Following acquisition, McCloud Forest entered development of an Improved Forest Management carbon project under California’s compliance framework. Illustrative acquisition stage modelling suggests that carbon revenues may be an important component of net revenue outcomes in a timber‑plus‑carbon scenario, subject to market, regulatory, and verification factors, see Figure Projected Net Revenue by Source under Timber + Carbon Scenario.
Figure – Projected Net Revenue by Source under Timber + Carbon Scenario

More broadly, McCloud Forest illustrates a repeatable process for evaluating US forest investments where timber, carbon, and long‑term stewardship objectives intersect. The case highlights how disciplined underwriting, integrated modelling, and adaptive management can be used to support resilient, diversified outcomes from working forests without relying on speculative assumptions or compromising core timber value.

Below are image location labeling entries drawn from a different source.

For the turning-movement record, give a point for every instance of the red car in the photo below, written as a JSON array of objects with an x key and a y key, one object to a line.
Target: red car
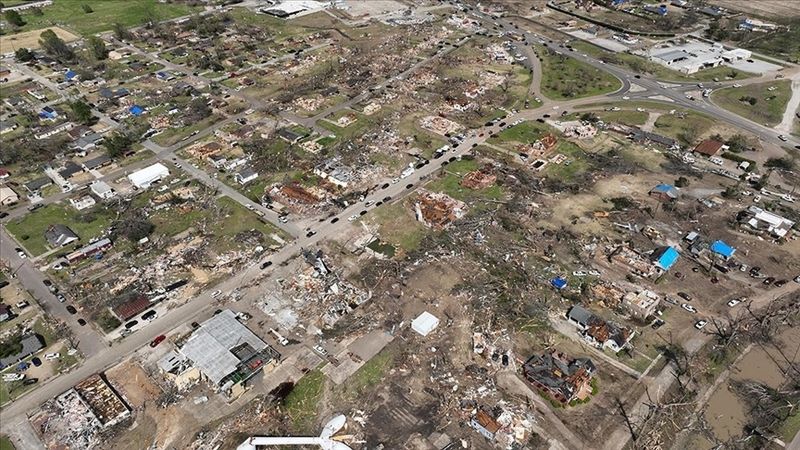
[{"x": 157, "y": 340}]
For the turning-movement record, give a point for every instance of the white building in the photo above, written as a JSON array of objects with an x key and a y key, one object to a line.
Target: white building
[
  {"x": 102, "y": 189},
  {"x": 142, "y": 179}
]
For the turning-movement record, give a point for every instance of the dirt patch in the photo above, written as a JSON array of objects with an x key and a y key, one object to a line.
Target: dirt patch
[{"x": 30, "y": 39}]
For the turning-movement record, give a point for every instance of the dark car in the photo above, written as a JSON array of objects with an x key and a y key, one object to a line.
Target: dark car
[{"x": 159, "y": 339}]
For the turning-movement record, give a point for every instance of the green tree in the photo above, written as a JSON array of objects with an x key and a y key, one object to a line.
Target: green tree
[
  {"x": 82, "y": 112},
  {"x": 14, "y": 18},
  {"x": 98, "y": 47},
  {"x": 24, "y": 55},
  {"x": 55, "y": 46},
  {"x": 118, "y": 144}
]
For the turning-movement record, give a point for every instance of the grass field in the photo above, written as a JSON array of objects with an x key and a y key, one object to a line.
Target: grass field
[
  {"x": 87, "y": 224},
  {"x": 71, "y": 15},
  {"x": 769, "y": 107},
  {"x": 566, "y": 78},
  {"x": 301, "y": 403},
  {"x": 643, "y": 66}
]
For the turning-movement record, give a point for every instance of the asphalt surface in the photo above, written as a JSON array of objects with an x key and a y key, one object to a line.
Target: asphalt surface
[{"x": 100, "y": 357}]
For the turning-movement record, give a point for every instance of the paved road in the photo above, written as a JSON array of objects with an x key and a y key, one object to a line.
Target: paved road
[{"x": 89, "y": 341}]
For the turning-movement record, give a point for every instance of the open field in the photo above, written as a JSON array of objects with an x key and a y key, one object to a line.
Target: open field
[
  {"x": 565, "y": 78},
  {"x": 71, "y": 15},
  {"x": 30, "y": 39},
  {"x": 768, "y": 107}
]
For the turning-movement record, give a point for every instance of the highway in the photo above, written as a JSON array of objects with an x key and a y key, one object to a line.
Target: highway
[{"x": 99, "y": 356}]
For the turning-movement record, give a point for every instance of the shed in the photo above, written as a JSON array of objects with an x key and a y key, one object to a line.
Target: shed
[
  {"x": 425, "y": 323},
  {"x": 721, "y": 248}
]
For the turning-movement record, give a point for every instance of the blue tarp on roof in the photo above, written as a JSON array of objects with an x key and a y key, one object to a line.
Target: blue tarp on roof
[
  {"x": 558, "y": 283},
  {"x": 723, "y": 249},
  {"x": 667, "y": 258}
]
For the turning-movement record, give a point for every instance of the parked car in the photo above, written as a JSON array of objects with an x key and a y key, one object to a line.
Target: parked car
[{"x": 159, "y": 339}]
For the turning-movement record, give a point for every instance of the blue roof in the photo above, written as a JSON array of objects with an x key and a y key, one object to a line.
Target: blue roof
[
  {"x": 667, "y": 257},
  {"x": 723, "y": 249},
  {"x": 558, "y": 283}
]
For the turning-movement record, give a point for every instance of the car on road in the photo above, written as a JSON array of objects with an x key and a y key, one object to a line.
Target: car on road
[
  {"x": 158, "y": 339},
  {"x": 321, "y": 350}
]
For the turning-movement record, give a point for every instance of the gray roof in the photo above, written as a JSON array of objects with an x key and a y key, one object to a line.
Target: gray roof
[
  {"x": 210, "y": 346},
  {"x": 30, "y": 345}
]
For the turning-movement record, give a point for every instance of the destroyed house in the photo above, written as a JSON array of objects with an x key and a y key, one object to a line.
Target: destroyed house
[
  {"x": 599, "y": 332},
  {"x": 227, "y": 353},
  {"x": 559, "y": 377},
  {"x": 129, "y": 309}
]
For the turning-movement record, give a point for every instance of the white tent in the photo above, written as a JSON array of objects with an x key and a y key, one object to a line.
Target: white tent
[{"x": 425, "y": 323}]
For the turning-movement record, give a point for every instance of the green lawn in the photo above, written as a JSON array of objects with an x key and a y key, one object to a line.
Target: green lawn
[
  {"x": 87, "y": 224},
  {"x": 301, "y": 403},
  {"x": 565, "y": 78},
  {"x": 70, "y": 14},
  {"x": 643, "y": 66},
  {"x": 769, "y": 107}
]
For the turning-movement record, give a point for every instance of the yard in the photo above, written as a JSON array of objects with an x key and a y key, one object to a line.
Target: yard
[
  {"x": 756, "y": 102},
  {"x": 566, "y": 78},
  {"x": 71, "y": 14},
  {"x": 87, "y": 224}
]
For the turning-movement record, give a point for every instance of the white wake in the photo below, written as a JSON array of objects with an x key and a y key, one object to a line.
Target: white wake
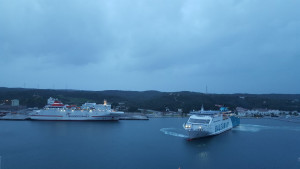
[{"x": 173, "y": 132}]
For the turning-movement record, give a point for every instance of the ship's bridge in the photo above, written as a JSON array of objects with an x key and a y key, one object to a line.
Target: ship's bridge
[{"x": 200, "y": 119}]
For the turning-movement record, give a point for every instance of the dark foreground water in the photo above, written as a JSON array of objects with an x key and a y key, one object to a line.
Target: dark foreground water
[{"x": 154, "y": 144}]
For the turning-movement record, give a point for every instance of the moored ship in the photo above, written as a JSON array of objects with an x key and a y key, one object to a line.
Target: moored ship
[
  {"x": 208, "y": 123},
  {"x": 56, "y": 110}
]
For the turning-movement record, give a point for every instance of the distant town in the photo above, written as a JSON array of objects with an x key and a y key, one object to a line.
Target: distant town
[{"x": 13, "y": 110}]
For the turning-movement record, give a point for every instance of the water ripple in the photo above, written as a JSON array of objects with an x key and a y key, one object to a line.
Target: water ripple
[{"x": 173, "y": 132}]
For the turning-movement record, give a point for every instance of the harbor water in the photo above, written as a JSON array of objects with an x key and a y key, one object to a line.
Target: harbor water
[{"x": 158, "y": 143}]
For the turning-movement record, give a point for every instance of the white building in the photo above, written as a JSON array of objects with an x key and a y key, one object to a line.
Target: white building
[{"x": 15, "y": 102}]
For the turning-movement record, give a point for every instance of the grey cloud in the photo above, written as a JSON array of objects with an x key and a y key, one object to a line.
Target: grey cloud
[{"x": 200, "y": 42}]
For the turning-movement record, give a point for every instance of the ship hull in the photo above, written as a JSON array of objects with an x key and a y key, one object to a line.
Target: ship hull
[
  {"x": 69, "y": 115},
  {"x": 213, "y": 129}
]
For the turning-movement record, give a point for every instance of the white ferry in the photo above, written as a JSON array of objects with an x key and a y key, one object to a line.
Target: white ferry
[
  {"x": 208, "y": 123},
  {"x": 56, "y": 110}
]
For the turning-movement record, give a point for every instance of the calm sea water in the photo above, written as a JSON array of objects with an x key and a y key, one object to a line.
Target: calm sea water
[{"x": 154, "y": 144}]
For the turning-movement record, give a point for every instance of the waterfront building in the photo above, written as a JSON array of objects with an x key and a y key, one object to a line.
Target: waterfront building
[{"x": 15, "y": 102}]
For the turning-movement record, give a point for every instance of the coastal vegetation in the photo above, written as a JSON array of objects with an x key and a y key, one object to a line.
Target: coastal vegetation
[{"x": 154, "y": 100}]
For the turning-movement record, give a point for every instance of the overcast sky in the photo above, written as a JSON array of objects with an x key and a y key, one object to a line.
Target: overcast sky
[{"x": 232, "y": 46}]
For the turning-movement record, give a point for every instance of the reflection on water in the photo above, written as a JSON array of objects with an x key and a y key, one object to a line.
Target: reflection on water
[{"x": 257, "y": 128}]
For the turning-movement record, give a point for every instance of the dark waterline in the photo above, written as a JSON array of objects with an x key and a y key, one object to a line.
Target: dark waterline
[{"x": 157, "y": 143}]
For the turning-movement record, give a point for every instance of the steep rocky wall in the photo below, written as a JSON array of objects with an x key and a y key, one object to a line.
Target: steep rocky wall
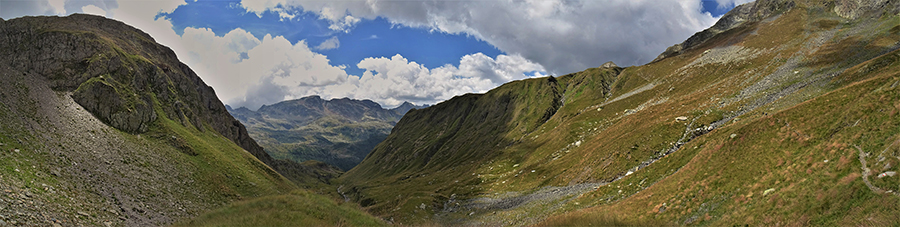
[{"x": 118, "y": 73}]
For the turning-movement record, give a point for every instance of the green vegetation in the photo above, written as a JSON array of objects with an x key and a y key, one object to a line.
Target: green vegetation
[
  {"x": 298, "y": 208},
  {"x": 765, "y": 104}
]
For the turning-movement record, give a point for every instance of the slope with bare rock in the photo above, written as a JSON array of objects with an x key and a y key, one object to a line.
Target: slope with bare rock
[{"x": 754, "y": 121}]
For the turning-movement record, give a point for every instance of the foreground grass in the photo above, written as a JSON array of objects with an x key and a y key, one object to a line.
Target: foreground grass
[{"x": 298, "y": 208}]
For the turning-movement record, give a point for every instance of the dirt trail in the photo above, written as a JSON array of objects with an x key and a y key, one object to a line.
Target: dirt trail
[{"x": 867, "y": 172}]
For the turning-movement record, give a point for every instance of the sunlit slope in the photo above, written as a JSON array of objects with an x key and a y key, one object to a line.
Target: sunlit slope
[{"x": 498, "y": 159}]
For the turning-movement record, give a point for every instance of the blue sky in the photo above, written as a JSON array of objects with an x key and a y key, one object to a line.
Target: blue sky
[{"x": 256, "y": 52}]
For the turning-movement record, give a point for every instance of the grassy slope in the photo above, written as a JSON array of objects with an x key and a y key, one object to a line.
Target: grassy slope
[
  {"x": 807, "y": 154},
  {"x": 720, "y": 180},
  {"x": 298, "y": 208},
  {"x": 589, "y": 140},
  {"x": 61, "y": 165}
]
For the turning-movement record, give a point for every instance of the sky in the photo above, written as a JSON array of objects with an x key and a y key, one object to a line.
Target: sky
[{"x": 260, "y": 52}]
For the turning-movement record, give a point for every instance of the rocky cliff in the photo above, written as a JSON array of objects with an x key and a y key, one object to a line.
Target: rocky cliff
[
  {"x": 118, "y": 73},
  {"x": 782, "y": 113},
  {"x": 339, "y": 132}
]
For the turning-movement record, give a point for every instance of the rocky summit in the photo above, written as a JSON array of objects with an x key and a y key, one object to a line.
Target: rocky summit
[{"x": 782, "y": 113}]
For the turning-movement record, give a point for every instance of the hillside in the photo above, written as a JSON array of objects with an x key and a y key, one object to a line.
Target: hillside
[
  {"x": 102, "y": 126},
  {"x": 783, "y": 113},
  {"x": 339, "y": 132}
]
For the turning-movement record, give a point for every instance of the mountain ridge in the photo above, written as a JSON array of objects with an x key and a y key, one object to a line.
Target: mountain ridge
[
  {"x": 340, "y": 132},
  {"x": 624, "y": 148}
]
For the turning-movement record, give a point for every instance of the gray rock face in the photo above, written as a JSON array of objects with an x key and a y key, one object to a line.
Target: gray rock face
[
  {"x": 118, "y": 73},
  {"x": 750, "y": 12},
  {"x": 609, "y": 65},
  {"x": 852, "y": 9},
  {"x": 128, "y": 114},
  {"x": 762, "y": 9}
]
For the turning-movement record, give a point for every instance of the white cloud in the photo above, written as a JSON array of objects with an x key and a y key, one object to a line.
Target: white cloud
[
  {"x": 329, "y": 44},
  {"x": 92, "y": 9},
  {"x": 563, "y": 35},
  {"x": 14, "y": 9},
  {"x": 391, "y": 81},
  {"x": 729, "y": 3},
  {"x": 274, "y": 70}
]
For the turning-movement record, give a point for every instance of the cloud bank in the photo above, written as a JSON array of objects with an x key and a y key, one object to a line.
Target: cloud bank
[
  {"x": 556, "y": 36},
  {"x": 563, "y": 35}
]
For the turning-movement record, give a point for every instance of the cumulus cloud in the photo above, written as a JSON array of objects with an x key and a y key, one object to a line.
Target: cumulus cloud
[
  {"x": 277, "y": 70},
  {"x": 727, "y": 3},
  {"x": 329, "y": 44},
  {"x": 563, "y": 35},
  {"x": 251, "y": 72},
  {"x": 13, "y": 9},
  {"x": 391, "y": 81}
]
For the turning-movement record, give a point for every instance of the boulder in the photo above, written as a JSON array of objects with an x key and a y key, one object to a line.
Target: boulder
[
  {"x": 609, "y": 65},
  {"x": 121, "y": 110}
]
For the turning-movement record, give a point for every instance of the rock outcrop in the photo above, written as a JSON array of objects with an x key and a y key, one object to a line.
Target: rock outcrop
[{"x": 339, "y": 132}]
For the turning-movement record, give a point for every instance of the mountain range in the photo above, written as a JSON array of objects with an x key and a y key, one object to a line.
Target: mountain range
[
  {"x": 339, "y": 132},
  {"x": 782, "y": 113},
  {"x": 102, "y": 126}
]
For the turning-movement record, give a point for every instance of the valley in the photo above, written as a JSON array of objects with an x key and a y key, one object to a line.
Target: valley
[{"x": 782, "y": 113}]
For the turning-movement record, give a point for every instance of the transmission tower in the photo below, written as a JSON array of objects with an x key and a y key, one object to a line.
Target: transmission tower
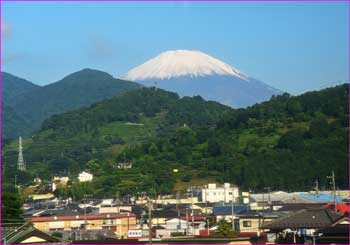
[{"x": 20, "y": 165}]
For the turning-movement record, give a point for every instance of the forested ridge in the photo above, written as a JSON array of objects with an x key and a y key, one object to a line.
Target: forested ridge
[{"x": 285, "y": 143}]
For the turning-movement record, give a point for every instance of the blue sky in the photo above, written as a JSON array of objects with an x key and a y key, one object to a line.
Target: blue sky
[{"x": 295, "y": 47}]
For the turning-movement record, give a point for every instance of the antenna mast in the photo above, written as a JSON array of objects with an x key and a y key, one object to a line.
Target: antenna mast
[{"x": 20, "y": 165}]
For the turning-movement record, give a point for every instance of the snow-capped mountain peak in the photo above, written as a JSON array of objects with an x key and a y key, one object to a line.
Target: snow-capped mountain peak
[{"x": 177, "y": 63}]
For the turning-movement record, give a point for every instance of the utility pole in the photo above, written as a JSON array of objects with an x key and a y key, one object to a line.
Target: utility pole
[
  {"x": 149, "y": 221},
  {"x": 21, "y": 164},
  {"x": 85, "y": 212},
  {"x": 16, "y": 183},
  {"x": 316, "y": 188},
  {"x": 192, "y": 211},
  {"x": 332, "y": 177},
  {"x": 178, "y": 210},
  {"x": 232, "y": 210}
]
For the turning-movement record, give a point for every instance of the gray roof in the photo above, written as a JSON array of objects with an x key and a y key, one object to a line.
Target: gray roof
[{"x": 309, "y": 218}]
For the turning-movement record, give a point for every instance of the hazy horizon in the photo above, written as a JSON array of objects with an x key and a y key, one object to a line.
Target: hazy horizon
[{"x": 295, "y": 47}]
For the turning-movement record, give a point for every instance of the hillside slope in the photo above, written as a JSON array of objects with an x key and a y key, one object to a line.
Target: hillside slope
[{"x": 285, "y": 143}]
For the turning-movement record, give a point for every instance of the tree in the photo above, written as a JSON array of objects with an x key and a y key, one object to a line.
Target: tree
[
  {"x": 225, "y": 229},
  {"x": 11, "y": 208}
]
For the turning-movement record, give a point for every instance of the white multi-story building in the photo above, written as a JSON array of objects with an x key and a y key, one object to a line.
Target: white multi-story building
[
  {"x": 213, "y": 193},
  {"x": 85, "y": 177}
]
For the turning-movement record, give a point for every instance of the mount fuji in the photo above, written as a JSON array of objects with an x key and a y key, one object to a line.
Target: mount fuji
[{"x": 191, "y": 73}]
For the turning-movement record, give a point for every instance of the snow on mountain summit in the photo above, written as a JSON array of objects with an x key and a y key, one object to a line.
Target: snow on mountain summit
[{"x": 177, "y": 63}]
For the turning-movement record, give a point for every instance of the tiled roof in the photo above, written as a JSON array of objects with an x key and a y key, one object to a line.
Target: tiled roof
[
  {"x": 81, "y": 217},
  {"x": 308, "y": 218},
  {"x": 320, "y": 198}
]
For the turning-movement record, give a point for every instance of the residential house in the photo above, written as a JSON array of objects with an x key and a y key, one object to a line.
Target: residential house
[
  {"x": 214, "y": 193},
  {"x": 300, "y": 226},
  {"x": 119, "y": 223},
  {"x": 189, "y": 225},
  {"x": 25, "y": 233},
  {"x": 85, "y": 177}
]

Figure Source: New Forests’ due diligence and analytics. Illustrative modelling outputs only. Carbon credit issuance is subject to independent third-party verification and regulatory approval, and there can be no assurance that credits will be issued on the anticipated timeline or at all. Publicly available compliance program resources describe the US Forest Projects Protocol framework and the role of independent verification in project eligibility and credit issuance.